Herzog’s plan calls for completing the security fence around settlement blocs. Settlers from isolated communities to be evacuated would be absorbed into the settlement blocs. Arab neighborhoods in Jerusalem would be outside the fence. He told the crowd that his plan would “end the third Intifada” and lead to a regional summit on security.

The crowd booed when Herzog mentioned the name of Prime Minister Benjamin Netanyahu, who he referred to, along with Palestinian leader Mahmoud Abbas as “two tired leaders.” The crowd cheered when he asked the audience if they want to replace Netanyahu.

Labor secretary-general Hilik Bar, who sharply criticized Herzog’s plan two weeks ago, endorsed it at the convention, saying that party unity must come first.

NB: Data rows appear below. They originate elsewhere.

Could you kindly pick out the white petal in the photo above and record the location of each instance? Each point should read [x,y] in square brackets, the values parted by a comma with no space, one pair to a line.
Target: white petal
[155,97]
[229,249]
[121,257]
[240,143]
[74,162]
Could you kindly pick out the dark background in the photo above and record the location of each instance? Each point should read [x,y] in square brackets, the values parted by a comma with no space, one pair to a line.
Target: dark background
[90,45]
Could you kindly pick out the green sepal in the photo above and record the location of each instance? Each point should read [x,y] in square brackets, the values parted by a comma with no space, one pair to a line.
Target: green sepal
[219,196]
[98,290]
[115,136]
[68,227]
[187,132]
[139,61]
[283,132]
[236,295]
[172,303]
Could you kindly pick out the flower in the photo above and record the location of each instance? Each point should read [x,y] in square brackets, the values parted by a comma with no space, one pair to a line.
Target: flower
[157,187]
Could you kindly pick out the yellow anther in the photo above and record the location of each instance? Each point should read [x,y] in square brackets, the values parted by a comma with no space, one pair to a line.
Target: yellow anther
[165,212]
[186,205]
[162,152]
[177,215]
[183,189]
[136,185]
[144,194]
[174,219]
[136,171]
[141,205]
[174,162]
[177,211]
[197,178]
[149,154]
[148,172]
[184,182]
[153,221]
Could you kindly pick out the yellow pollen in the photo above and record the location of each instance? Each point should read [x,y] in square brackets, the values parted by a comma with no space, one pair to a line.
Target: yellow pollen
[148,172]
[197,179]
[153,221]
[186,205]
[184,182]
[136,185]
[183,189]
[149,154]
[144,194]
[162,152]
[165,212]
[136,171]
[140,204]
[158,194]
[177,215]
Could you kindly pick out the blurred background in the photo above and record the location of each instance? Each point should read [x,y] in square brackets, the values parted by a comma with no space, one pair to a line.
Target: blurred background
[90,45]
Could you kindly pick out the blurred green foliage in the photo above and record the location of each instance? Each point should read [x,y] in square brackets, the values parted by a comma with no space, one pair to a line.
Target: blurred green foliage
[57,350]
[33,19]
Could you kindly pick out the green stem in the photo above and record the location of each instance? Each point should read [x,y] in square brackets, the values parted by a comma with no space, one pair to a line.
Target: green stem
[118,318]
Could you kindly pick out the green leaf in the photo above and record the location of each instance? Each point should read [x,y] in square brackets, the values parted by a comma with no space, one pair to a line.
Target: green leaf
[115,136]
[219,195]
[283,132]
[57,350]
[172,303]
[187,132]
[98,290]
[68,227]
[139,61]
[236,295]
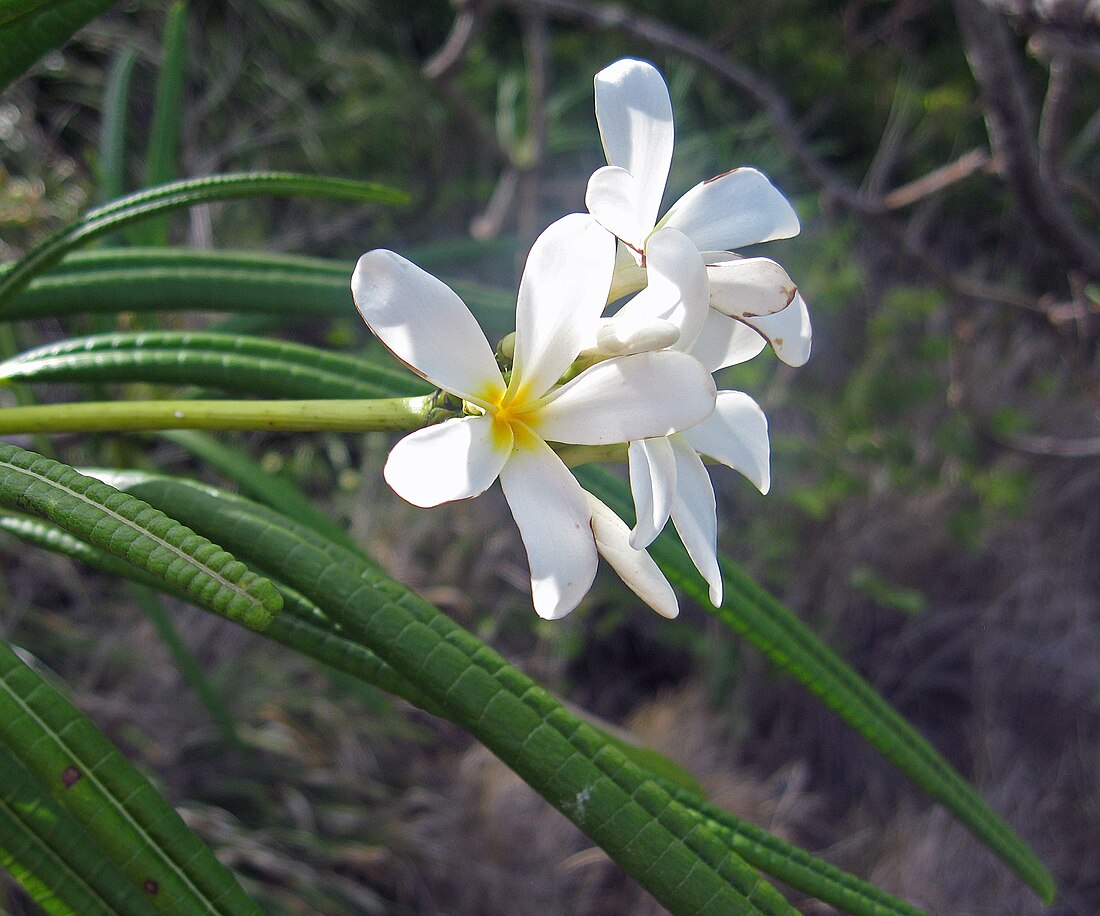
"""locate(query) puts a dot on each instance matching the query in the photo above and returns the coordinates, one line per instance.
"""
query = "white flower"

He called for ending internal disputes in the party and focusing on the party’s external rivals.

In an emotional address, MK Eitan Cabel told the crowd that the party would continue talking about peace and would not join Netanyahu’s government. Histadrut labor federation chief Avi Nissenkorn made his maiden speech as a Labor member at the event after joining the party last week.

The Labor activists voted to delay the next race for leader of the party by at least three months; another convention will be held to set dates for the leadership race, which was supposed to be held in May.

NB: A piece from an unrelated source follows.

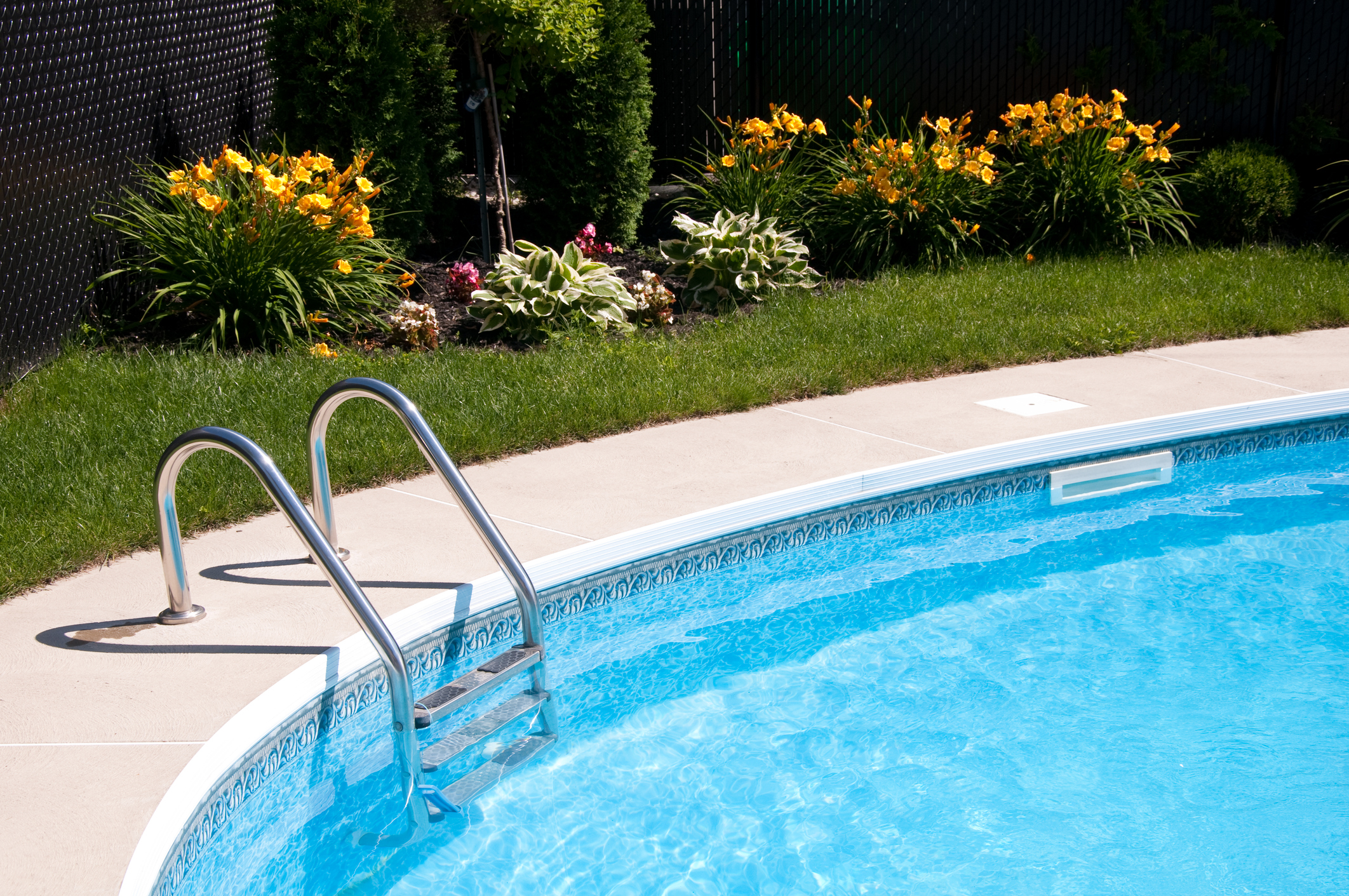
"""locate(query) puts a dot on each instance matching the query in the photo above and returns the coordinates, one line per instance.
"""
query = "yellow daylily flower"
(238, 159)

Herzog passed the proposal when there were only some 20 people at the event, five minutes after it started. Hundreds of people arrived later and were surprised to find out that the decision had already passed.

“That was a Barak-style political trick,” said a source close to Herzog’s rival, MK Shelly Yacimovich, referring to the former prime minister and head of the party, Ehud Barak.

Yacimovich declined to speak at the convention, which is a showcase of Herzog’s diplomatic plan for separating from the Palestinians.

He did face criticism however from the head of Peace Now, Yariv Oppenheimer, who has run for Knesset with Labor in the past.

“If we want mandates, we need to differentiate ourselves from the Likud,” Oppenheimer said. “Whoever copies Netanyahu will be irrelevant. If want to win the election, we should have the courage to tell the public what we believe in.”